Staddle stones were among the garden decorations offered by Linda North of A Touch of Class Antiques from Hartfordshire. Staddle stones, resembling large mushrooms, were originally used to support boards above ground where grains could be laid out to dry and be protected against rodents. North had several on display that were from circa 1100 CE.
Nearby were two dealers with late Nineteenth Century furniture. Len Manning of Norfolk was selling his collection of Edwardian furniture, and The Finishing Touch was offering Victorian pieces. Located in Hexham, owner Malcolm Eglin also was advertising for his extensive refinishing business.
Small antiques were everywhere, and there was just about every kind of post-1700 dish available for the customers who looked hard enough. Sandra Canham of nearby Lincolnshire specializes in a large variety of blue and white dishes, including transfer ware and Flow Blue. Sharing the tent with her was Nick Scrimshaw, also from Lincolnshire, with small household accessories. There were tea caddies and letter boxes, coasters and Steiff bears, even some trays and silver.
Debbie Thompson is from Newark, the same town as the show, but her merchandise comes from throughout the United Kingdom and the United States. She has family living near Houston, so she visits them when it is convenient to shop for her specialty — samplers. Her collection at the fair numbered in the hundreds with many different styles and methods of construction, some yarn, some cotton, some were made with silk, very old and not so old. Thompson said she tries “to make it over when the shows are good for buying,” including Scott Antiques Market in Atlanta and others.
According to Yourston, most of the exhibiting dealers are accommodated in the various buildings on the fairgrounds property. This helps greatly in keeping the show strong, even in inclement weather, as is often the case in the North.
Dealer Peter Scott from Bath uses wall space in one such building to erect a tall, vertical display for his extensive Staffordshire inventory. Fine early silhouettes and miniature paintings are the principal ingredient of Helen Miles’ presentation.
From Worthing, the Wilsons brought a collection of early furniture to their regular spot in the lobby of Ford Building. Barbara Peacock and her husband were offering their small boxes in the same arena.
Another local Newark resident, Andrew Hall, has been exhibiting early time pieces in the Ford Building for many years. Until Hurricane Katrina, he also had been in a New Orleans shop for some time, where he suffered some losses to his collection. Now, in addition to the Newark Fair, he has a large shop in the town and sells on his website.

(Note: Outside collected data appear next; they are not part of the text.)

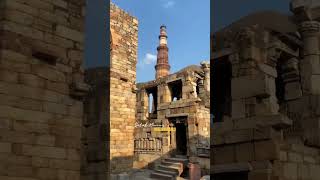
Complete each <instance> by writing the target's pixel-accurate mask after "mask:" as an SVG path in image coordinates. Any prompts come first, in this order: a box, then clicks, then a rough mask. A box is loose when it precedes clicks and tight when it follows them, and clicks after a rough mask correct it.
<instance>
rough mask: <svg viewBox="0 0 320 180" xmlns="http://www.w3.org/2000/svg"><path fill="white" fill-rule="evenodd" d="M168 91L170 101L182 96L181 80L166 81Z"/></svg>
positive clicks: (178, 97)
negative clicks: (166, 81) (168, 93)
mask: <svg viewBox="0 0 320 180" xmlns="http://www.w3.org/2000/svg"><path fill="white" fill-rule="evenodd" d="M168 86H169V89H170V93H171V101H177V100H180V99H181V98H182V81H181V80H177V81H173V82H170V83H168Z"/></svg>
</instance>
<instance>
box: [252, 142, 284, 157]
mask: <svg viewBox="0 0 320 180" xmlns="http://www.w3.org/2000/svg"><path fill="white" fill-rule="evenodd" d="M254 147H255V153H254V155H255V160H276V159H279V147H278V146H277V144H276V143H275V142H273V141H272V140H269V141H260V142H255V143H254Z"/></svg>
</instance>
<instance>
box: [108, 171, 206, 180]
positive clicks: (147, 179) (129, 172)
mask: <svg viewBox="0 0 320 180" xmlns="http://www.w3.org/2000/svg"><path fill="white" fill-rule="evenodd" d="M152 172H153V170H149V169H134V170H132V171H131V172H129V173H125V174H120V175H118V176H117V177H112V178H111V180H153V179H152V178H150V175H151V173H152ZM176 180H188V179H186V178H182V177H177V179H176ZM200 180H210V176H209V175H207V176H203V177H202V178H201V179H200Z"/></svg>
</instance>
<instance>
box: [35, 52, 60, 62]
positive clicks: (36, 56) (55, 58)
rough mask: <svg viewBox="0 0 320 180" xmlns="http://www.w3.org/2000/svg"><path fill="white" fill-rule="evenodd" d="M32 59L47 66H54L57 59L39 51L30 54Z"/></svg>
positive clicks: (49, 54)
mask: <svg viewBox="0 0 320 180" xmlns="http://www.w3.org/2000/svg"><path fill="white" fill-rule="evenodd" d="M32 57H34V58H36V59H39V60H41V61H43V62H45V63H47V64H50V65H56V63H57V57H55V56H53V55H50V54H46V53H43V52H39V51H34V52H32Z"/></svg>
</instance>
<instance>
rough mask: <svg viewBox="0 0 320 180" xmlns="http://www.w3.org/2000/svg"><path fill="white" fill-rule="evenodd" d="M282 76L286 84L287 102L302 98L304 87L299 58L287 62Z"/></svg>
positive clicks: (282, 77)
mask: <svg viewBox="0 0 320 180" xmlns="http://www.w3.org/2000/svg"><path fill="white" fill-rule="evenodd" d="M282 70H283V73H282V74H281V76H282V79H283V82H284V83H285V94H284V96H285V97H284V99H285V100H294V99H297V98H299V97H301V96H302V87H301V83H300V71H299V61H298V59H297V58H291V59H289V60H287V61H286V63H285V64H284V65H283V67H282Z"/></svg>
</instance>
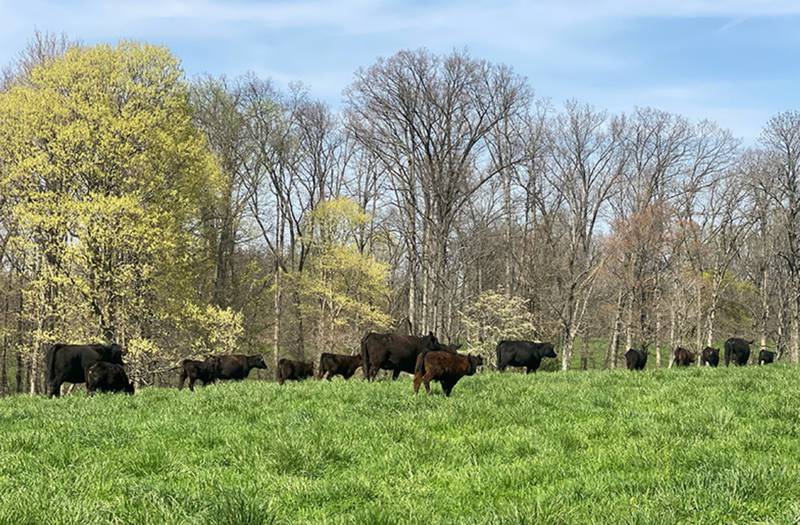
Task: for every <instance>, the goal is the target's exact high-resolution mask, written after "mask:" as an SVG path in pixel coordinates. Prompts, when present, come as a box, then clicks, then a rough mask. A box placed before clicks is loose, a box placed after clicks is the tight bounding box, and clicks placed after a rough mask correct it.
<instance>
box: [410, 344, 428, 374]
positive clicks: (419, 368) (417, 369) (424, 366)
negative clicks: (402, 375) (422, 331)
mask: <svg viewBox="0 0 800 525" xmlns="http://www.w3.org/2000/svg"><path fill="white" fill-rule="evenodd" d="M428 352H430V350H423V351H422V353H421V354H419V355H418V356H417V364H416V366H415V367H414V375H415V376H422V375H425V356H426V355H428Z"/></svg>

Not to be forgotten even in less than perfect weather are The Pitches; temporary exhibits set in the open area of the fairgrounds, with dealers supplying their own tents or cover of some sort. One dealer was setting his exhibit in a trailer with sides that flip open to show his clock collection. Another was selling toys, including a train powered by an alcohol-burning stream boiler for $13,750. Forest House Antiques was offering a large collection of garden decorations. Along one pathway were several Irish vendors with early Georgian era furniture.
The next Newark Fair will be February 1–2. The fair’s onsite accommodations to shoppers include special setup area for a number of shippers who will pick up large purchases from the selling dealer, pack it and ship it to anywhere in the world; a special lounge offering tea and coffee and Internet access on dmg’s computer all the show days and currency exchange. Parking is free and there is a shuttle bus from the Newark train station, so access is good whether coming for the day or overnight. There are tour groups organized in the United States run by experienced antiques shoppers, and the dmg website — www.dmgworldmedia.com — can be helpful for the traveling shopper.